Tensión, compresión y comienza la disensión.
–¡Cállate! –gritó Reich.
Ocho, señor;
siete, señor;
seis, señor;
cinco, señor;
–¡Por el amor de Dios! ¡Cállate!
cuatro, señor;
tres, señor;
dos, señor;
¡uno!
–Tienes que pensar. ¿Por qué no piensas? ¿Qué te ha pasado? ¿Por qué no piensas?
Tensión, compresión, y…
–Piensa. Sabes que mentía. Note equivocaste aquella vez. Una trampa de veras. WWHG. Rechazo. Rechazo. ¿Pero por qué mentía? ¿De qué le sirve eso?
…comienza la disensión…
–El hombre sin cara. Breen se lo contó quizá. O Gus Tate. ¡Piensa!
Tensión…
–El hombre sin cara no existe. Sólo es un sueño. ¡Una pesadilla!
Compresión…
–Pero, ¿y las trampas? ¿Qué pasa con las trampas? Me tuvo a su merced en su casa. ¿Por qué no apretó el gatillo? Me dijo que nadie me perseguía. ¿Qué se propone?
¡Piensa!
Disensión…
Una mano le tocó el hombro.
–¿Señor Reich?
–¿Qué?
–¿Señor Reich?
–¿Qué? ¿Quién es?
Reich abrió los ojos. Sintió la lluvia que caía pesadamente. Estaba tendido de costado, con las rodillas levantadas, los brazos recogidos, la mejilla en el barro. Estaba empapado, temblando de frío, en la explanada de la Bomba.
A su alrededor los árboles mojados suspiraban. Una figura se inclinaba hacia él.
–¿Quién es usted?
–Galen Chervil, señor Reich.
¿Quién?
–Galen Chervil, señor. De la fiesta de María Beaumont. ¿Puedo devolverle aquel favor?
–¡No me lea el pensamiento! –gritó Reich.
–No, señor Reich. No lo hacemos cuando… –El joven Chervil se interrumpió–. Ignoraba que usted supiese que yo era un ésper. Será mejor que se levante, señor.

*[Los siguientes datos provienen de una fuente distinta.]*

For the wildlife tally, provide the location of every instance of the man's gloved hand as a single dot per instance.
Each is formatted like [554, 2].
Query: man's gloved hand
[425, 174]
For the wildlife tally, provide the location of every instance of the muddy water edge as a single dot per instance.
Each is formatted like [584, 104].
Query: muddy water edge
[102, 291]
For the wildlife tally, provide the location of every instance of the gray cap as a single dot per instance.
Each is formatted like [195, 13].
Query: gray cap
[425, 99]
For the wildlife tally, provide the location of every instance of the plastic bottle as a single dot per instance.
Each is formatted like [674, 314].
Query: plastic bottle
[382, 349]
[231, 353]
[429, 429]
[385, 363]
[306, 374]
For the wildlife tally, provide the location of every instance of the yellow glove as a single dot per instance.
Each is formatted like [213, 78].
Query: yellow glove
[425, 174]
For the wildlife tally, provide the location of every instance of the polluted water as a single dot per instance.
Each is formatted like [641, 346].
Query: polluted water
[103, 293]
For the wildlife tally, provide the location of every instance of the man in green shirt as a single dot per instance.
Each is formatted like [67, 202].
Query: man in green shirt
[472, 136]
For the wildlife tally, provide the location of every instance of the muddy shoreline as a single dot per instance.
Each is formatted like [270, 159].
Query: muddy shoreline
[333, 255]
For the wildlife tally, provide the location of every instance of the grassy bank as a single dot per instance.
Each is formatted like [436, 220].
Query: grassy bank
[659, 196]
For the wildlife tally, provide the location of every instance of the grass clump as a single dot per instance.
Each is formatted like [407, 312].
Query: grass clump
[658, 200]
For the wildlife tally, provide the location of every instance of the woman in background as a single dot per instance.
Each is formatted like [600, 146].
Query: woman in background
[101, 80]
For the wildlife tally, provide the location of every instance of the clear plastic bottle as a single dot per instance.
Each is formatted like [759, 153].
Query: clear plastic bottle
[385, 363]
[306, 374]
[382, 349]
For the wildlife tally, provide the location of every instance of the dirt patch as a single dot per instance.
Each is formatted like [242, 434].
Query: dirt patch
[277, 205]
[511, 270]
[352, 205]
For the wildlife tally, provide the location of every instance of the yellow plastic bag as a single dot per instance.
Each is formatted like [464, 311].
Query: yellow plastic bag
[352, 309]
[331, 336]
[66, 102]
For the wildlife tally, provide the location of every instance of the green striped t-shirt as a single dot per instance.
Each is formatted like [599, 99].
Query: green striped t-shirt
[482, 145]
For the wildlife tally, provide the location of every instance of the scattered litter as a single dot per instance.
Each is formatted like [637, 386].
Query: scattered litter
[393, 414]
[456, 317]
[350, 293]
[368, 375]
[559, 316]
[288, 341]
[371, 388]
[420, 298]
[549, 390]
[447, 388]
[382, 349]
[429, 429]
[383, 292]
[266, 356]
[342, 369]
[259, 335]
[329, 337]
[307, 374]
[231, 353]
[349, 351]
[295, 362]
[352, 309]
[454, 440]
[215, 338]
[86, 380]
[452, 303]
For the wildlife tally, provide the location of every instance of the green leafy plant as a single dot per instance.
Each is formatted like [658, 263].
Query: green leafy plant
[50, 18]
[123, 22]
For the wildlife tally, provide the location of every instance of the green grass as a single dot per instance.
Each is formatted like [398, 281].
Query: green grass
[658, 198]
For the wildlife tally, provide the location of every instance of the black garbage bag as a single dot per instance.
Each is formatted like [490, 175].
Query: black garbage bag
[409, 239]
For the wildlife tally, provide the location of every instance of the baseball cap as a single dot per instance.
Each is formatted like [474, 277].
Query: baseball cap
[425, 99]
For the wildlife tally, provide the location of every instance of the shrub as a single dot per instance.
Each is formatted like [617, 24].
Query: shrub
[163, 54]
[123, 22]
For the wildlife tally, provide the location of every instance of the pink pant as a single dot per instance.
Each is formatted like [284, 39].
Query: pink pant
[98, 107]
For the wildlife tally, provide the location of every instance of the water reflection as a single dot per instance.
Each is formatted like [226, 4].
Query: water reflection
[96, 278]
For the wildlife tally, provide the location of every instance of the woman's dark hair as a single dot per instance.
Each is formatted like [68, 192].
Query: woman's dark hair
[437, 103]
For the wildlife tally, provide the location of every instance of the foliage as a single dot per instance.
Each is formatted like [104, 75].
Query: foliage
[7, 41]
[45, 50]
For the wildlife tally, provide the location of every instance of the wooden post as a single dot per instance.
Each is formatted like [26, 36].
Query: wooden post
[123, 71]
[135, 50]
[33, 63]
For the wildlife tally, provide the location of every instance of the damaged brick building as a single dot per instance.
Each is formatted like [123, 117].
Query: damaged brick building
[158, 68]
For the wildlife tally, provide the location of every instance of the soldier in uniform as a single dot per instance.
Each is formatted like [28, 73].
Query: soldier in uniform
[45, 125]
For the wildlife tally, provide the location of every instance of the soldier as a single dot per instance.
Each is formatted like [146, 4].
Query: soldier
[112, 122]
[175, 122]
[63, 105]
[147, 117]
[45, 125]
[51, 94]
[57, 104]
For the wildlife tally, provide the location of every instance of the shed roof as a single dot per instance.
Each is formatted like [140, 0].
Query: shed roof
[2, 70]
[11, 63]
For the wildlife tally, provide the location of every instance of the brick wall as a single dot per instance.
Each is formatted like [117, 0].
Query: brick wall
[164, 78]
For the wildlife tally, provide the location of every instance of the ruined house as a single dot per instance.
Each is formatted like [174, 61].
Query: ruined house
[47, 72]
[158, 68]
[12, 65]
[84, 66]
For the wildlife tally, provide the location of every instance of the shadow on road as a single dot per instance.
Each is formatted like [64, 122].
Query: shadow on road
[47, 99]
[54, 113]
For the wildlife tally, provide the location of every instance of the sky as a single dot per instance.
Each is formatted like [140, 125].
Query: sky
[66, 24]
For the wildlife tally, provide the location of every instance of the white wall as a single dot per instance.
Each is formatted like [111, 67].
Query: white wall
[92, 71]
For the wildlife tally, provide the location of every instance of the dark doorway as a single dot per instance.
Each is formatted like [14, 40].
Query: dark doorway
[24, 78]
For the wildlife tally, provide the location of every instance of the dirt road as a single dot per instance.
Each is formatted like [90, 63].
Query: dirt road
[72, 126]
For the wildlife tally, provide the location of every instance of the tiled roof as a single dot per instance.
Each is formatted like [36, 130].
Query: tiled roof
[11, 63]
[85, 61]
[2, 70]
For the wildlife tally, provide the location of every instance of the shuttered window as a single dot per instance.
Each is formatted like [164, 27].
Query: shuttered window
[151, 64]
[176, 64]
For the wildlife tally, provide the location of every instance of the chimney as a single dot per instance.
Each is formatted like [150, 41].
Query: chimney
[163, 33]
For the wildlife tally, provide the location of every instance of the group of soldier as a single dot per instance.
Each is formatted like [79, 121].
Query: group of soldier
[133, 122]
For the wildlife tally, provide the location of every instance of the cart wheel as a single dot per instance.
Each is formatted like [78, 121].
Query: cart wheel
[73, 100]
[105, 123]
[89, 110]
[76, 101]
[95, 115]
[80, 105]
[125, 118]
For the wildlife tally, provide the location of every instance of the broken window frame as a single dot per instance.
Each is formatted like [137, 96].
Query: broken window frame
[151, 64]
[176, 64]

Tomó a Reich por el brazo y tiró hacia arriba. Reich lanzó un chillido y se soltó. El joven Chervil lo tomó entonces por los hombros y lo puso de pie, examinándolo.
–¿Lo asaltaron, señor Reich?
–¿Qué? No. No…
–¿Un accidente?
–No. No, yo… ¡Oh, en nombre de Dios! –gritó Reich–. ¡Váyase al diablo y déjeme solo!
–Muy bien, señor. Pensé que le debía un favor, pero…
–Un momento –interrumpió Reich–. Vuelva.
Se tomó del tronco de un árbol y se apoyó en él, jadeando roncamente. Por fin se enderezó y miró a Chervil con unos ojos sanguinolentos.
–¿En serio me haría un favor?
–Naturalmente, señor Reich.
–Sin hacer preguntas. Sin ir luego contando cuentos.
–Claro que sí, señor Reich.
–Se trata de un crimen, Chervil. Quiero averiguar quién intenta matarme. ¿Me haría usted el favor? ¿Le leería el pensamiento a alguien?
–Imagino que la policía…
–¿La policía? –Reich miró como un histérico y se abrazó a sí mismo agónicamente al sentir la costilla rota–. Quiero que le lea el pensamiento a un policía, Chervil. Un policía muy importante. El comisionado de policía, ¿entiende?